There are indeed many vets who still believe we could have won the Vietnam war if we had “stayed the course.” (President Bush loves this phrase applied to the current war.) Many vets and their families need to believe this in order for their service to have been worth what it cost them. I knew a Vietnam vet who was on his way to killing himself with alcohol—every time he got drunk, he relived being a platoon leader who was assigned the task of capturing a particular hill. At the cost of all his men but one and himself, he did. Then a few days later it was deemed not important enough to keep holding. He was never able to recover or regain his balance. I have worked with many vets, some in drug and alcohol treatment programs, and the ones who seem to have regained their lives are the ones who are able to let go of the need for our country to be right and instead use the rest of their lives to give their own meaning to that experience. It seems apparent that the mental health cost for our current vets will also be lifelong and the services they are being and will be provided will be woefully inadequate as they have been in the past.

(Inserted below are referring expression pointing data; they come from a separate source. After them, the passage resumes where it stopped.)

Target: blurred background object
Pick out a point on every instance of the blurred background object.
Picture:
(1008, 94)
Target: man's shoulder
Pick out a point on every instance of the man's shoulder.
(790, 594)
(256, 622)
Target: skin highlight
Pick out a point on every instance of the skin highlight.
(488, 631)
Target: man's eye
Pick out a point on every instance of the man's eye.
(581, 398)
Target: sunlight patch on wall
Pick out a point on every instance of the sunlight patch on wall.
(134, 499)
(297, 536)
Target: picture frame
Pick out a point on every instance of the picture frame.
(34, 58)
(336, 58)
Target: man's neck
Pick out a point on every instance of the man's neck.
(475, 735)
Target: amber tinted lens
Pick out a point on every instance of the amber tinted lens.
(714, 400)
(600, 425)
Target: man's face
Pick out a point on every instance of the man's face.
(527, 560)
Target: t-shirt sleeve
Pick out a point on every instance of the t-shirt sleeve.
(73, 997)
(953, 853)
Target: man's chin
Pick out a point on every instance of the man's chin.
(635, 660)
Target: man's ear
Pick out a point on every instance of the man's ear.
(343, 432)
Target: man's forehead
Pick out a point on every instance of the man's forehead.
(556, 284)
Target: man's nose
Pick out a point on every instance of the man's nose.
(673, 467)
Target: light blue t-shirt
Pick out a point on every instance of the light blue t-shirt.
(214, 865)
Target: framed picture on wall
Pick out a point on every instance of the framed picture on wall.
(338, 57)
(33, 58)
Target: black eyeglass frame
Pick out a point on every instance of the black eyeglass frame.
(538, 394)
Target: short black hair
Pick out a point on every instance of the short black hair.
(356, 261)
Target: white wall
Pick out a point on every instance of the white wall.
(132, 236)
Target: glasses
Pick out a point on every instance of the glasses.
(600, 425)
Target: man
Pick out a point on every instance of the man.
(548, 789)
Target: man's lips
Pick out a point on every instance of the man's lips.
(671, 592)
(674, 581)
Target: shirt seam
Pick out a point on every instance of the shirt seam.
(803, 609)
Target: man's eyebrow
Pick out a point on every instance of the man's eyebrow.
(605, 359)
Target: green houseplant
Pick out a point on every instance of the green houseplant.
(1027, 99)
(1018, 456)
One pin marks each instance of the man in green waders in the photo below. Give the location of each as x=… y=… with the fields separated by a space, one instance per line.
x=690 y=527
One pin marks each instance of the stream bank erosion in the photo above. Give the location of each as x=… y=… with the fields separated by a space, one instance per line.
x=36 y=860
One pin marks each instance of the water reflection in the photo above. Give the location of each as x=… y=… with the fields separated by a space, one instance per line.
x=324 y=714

At the time of Vietnam, it took several years for a majority of the country to “get it” and oppose the war, although activists were opposing it from the outset. When it finally ended, 74% of the American people opposed that war. Unfortunately it has also taken a long time for a majority of the general public to oppose the Iraq war. At the time of any crisis, it is always tempting to do more of what one was already doing but with even more energy instead of ceasing to do those things that caused the crisis. But the old adage ‘when you find yourself in a hole the first thing to do is to stop digging’ applies. Instead of renewing our commitment to an already demonstrably failed policy, we need STOP DOING IT. Then we need to evaluate how we got and get ourselves into these situations in the first place so we can prevent them in the future. Write a letter today.